If you’ve stood in church on a Sunday, there’s a chance that the words have left your lips, too. It begins like this:

My hope is built on nothing less
Than Jesus blood and righteousness
I dare not trust the sweetest frame
But wholly trust in Jesus name

When we went to Megiddo, I began to better understand why that song would follow me around for the entire trip.

No matter what you believe, you’ve surely seen the wooden mangers that begin popping up around Christmas time. And you may have heard from a pulpit or a podcast or a conversation that Jesus Christ was a carpenter. Mark 6:3 even refers to Jesus as a carpenter — in the English translation.
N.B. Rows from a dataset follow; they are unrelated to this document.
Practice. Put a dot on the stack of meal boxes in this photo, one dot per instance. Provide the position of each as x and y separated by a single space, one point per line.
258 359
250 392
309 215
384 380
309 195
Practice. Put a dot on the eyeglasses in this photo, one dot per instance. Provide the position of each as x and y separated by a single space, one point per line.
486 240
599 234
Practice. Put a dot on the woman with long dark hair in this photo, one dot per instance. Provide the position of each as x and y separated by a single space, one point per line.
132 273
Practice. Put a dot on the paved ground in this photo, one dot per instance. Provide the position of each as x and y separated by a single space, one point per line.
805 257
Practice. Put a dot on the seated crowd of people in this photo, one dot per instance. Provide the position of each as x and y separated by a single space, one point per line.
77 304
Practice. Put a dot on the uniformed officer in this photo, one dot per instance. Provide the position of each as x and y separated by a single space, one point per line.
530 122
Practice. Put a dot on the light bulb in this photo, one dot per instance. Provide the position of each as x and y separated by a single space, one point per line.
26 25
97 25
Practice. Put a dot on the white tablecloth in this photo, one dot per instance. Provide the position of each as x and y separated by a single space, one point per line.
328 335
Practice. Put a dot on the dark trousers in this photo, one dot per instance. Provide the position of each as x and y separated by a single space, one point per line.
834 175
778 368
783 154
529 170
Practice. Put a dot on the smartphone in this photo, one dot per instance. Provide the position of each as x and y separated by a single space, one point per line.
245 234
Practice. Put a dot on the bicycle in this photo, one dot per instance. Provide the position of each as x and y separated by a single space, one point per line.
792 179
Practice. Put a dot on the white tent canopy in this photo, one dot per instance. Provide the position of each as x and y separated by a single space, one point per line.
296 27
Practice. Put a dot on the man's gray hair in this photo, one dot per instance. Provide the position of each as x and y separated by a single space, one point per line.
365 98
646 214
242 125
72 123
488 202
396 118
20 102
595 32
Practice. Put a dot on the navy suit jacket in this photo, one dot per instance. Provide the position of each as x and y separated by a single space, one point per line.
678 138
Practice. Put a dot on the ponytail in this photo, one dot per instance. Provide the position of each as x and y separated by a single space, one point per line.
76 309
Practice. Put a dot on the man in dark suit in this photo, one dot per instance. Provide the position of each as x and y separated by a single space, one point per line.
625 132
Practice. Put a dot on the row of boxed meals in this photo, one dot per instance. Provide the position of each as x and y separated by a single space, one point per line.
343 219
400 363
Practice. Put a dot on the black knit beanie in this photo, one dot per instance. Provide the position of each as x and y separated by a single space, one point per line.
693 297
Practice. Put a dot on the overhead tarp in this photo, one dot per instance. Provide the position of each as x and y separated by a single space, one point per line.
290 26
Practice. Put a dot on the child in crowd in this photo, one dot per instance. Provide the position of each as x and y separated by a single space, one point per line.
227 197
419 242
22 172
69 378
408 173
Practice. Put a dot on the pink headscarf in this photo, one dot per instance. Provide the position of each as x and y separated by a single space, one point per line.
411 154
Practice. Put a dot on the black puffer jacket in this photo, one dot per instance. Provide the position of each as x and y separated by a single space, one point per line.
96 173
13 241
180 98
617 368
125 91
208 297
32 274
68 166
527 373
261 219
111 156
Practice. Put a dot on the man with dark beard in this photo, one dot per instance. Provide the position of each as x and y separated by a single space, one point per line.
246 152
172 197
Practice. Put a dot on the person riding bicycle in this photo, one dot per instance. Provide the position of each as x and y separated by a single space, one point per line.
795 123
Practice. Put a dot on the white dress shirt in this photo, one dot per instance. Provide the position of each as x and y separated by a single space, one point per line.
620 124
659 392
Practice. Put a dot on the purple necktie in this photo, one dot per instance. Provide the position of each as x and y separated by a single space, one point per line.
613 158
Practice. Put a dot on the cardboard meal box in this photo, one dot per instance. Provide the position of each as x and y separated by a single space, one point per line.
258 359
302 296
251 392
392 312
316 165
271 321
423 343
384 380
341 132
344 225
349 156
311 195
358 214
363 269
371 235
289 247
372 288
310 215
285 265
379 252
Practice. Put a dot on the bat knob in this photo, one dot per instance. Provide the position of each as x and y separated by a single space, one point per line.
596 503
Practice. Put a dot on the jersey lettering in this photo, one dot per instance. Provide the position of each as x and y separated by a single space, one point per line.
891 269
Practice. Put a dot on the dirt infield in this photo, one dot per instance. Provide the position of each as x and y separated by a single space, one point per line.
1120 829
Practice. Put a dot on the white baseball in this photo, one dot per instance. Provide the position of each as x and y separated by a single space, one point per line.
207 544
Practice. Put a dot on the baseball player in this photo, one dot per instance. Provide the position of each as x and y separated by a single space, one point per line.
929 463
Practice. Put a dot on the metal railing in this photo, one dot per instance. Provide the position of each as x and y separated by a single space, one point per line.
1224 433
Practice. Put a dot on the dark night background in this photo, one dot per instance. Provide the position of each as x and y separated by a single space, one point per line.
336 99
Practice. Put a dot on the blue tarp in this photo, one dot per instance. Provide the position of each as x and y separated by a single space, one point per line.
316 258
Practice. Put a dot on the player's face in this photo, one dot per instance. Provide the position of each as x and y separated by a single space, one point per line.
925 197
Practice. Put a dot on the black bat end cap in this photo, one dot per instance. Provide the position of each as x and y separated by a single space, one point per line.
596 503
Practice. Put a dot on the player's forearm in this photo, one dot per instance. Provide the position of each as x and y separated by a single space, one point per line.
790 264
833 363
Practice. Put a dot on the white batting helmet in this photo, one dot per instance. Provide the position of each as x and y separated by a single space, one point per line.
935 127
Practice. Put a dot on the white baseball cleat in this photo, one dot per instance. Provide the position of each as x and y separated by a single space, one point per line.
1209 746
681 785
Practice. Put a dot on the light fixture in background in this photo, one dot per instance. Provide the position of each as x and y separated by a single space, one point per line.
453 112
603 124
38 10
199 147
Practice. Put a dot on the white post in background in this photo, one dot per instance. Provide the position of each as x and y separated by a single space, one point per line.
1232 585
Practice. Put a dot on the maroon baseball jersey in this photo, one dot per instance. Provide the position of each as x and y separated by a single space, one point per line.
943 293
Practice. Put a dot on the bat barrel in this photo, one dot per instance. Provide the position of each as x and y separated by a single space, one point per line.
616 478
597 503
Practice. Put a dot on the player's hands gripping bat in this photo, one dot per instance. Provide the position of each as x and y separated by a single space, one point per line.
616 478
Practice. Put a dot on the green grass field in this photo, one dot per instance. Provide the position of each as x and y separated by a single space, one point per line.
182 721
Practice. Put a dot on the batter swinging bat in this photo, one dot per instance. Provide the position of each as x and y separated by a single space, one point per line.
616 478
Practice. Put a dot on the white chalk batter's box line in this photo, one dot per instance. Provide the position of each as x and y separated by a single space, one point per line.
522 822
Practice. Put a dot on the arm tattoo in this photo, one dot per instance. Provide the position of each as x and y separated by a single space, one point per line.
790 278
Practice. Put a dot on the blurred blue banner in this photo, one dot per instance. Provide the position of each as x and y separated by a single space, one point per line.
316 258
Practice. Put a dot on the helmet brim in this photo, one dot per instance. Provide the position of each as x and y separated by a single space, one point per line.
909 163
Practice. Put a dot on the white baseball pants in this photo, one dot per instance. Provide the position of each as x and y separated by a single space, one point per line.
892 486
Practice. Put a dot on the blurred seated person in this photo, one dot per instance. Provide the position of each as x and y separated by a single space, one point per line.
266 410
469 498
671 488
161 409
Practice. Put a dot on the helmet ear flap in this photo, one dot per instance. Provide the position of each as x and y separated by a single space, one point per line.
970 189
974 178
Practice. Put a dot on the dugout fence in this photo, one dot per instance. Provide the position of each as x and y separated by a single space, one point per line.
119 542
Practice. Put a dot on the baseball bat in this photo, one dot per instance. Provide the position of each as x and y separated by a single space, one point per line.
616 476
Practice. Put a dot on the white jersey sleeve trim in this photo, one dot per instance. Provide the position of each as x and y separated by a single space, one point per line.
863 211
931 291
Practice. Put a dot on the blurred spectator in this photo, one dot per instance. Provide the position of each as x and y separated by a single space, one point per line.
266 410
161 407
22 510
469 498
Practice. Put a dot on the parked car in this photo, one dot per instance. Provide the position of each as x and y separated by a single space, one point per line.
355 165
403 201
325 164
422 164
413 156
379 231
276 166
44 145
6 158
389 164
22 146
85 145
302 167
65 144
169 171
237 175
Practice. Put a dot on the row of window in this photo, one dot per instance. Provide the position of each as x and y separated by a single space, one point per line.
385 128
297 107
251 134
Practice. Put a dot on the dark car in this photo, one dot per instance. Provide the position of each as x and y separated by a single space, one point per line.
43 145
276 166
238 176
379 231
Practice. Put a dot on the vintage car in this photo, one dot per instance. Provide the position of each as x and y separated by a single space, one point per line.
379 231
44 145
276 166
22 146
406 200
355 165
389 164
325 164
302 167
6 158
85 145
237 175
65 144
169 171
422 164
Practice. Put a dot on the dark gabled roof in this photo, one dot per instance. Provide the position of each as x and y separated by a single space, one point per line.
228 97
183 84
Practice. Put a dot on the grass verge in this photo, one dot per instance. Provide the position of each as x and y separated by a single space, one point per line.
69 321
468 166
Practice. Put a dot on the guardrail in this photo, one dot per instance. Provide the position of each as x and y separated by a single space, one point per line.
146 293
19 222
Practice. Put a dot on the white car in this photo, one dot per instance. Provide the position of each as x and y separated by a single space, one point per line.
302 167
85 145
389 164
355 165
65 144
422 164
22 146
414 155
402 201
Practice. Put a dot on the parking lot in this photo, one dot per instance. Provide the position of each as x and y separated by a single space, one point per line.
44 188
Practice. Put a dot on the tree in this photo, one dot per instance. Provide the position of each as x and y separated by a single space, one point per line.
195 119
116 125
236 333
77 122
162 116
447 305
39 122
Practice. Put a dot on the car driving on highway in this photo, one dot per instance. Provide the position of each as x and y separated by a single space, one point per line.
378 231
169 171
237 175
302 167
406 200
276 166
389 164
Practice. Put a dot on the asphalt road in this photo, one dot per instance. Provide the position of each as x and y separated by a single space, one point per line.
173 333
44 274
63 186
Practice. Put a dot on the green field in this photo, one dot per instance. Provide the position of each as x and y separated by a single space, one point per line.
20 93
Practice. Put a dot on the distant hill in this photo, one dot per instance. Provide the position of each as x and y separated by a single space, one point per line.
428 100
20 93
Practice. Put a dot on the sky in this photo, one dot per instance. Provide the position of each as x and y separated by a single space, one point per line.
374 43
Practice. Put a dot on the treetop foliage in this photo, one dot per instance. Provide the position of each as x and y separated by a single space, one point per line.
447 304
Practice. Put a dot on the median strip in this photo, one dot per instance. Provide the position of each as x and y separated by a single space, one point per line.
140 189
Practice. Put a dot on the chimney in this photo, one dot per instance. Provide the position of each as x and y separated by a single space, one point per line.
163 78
But. We went to Megiddo and what I learned in my college classes was sitting right there in front of my eyes — mangers were made out of stone.

Stone manger

I don’t want to wreck your view so feel free to turn back now, but the thing is that Jesus was more than likely a stonemason. There aren’t very many trees in Israel. I mean sure, there are a lot. But not enough to just cut them down left and right. Stones, though? Rocks?

You could barely see the hillside behind all the stones. From little pebbles to massive boulders, they are literally everywhere you look. I kept trying to find a place that didn’t have a stone in sight and all I did was fail.

Would you feed your animals out of a trough made of wood from your meager supply or would you use the resources that you could literally never run out of? And yes, Jesus absolutely may have worked with wood. But even so, He most certainly must have daily worked with stone.

Christ, who is the Cornerstone, was very likely born in a hollowed out stone feeding trough.

The Cornerstone likely worked with stones as His job and that just seems so fitting, doesn’t it? In some ways, the Bible goes from one garden to another, from Adam and Eve to the Garden of Gethsemane. But Jesus goes from being wrapped and placed in one hollowed stone to another, from a manger to a tomb.

The Light of the world was no stranger to the darkness.

And so I kept singing…

When darkness seems to hide His face
I rest on His unchanging grace
In every high and stormy gale
My anchor holds within the veil

I quietly sang the song under my breath all the way to Jerusalem, our final stop during our time in Israel. I knew we would visit the Western Wall and I came prepared, ready with my blue-lined piece of notebook paper, folded tight and small to quietly leave in between the cracks of the wall.

Western Wall note

It was very short, just one sentence about peace for this country and that all would see Jesus for who He truly is. And then I wrote the chorus to Cornerstone, the four sentences that the rest of the countryside heard.

Christ alone, cornerstone
Weak made strong in the Savior’s love
Through the storm
He is lord, lord of all

In ancient building practices, a cornerstone was usually one of the most solid, largest pieces of the foundation. It is steady, faithfully working to hold up the rest of the structure.

In Ephesians 2:19-21, Paul says, “Consequently, you are no longer foreigners and aliens, but fellow citizens with God’s people and members of God’s household, built on the foundation of the apostles and prophets, with Christ Jesus himself as the chief cornerstone. In him the whole building is joined together and rises to become a holy temple in the Lord.”

Jesus is our firm foundation, steady and sure as the sun shines and the waves crash.

He is the temple and we who believe are the temple and it’s funny because that’s my word for the year.

St. Anne's Church

Dominus Flevit

And so this Jesus, this temple who lives in us so that we may be temples, came to be the cornerstone for us for the rest of our days.

Is it any surprise that He came to the earth He created, worked with stones His hands formed, and was laid in the hollow of a stone only to conquer death and leave the stone tomb behind 33 years later? He is the stone. He is the foundation.

He is the song.

*A tel is is man-made hill, usually a city. The natural hill, located at a strategic location, would be raised over time as the city is built up. After a war, the city would be leveled. Down the road, instead of starting from scratch a new city would be built on top of the ruins. This, of course, results in layer upon layer of accumulated ruins as the hill grows in height over time.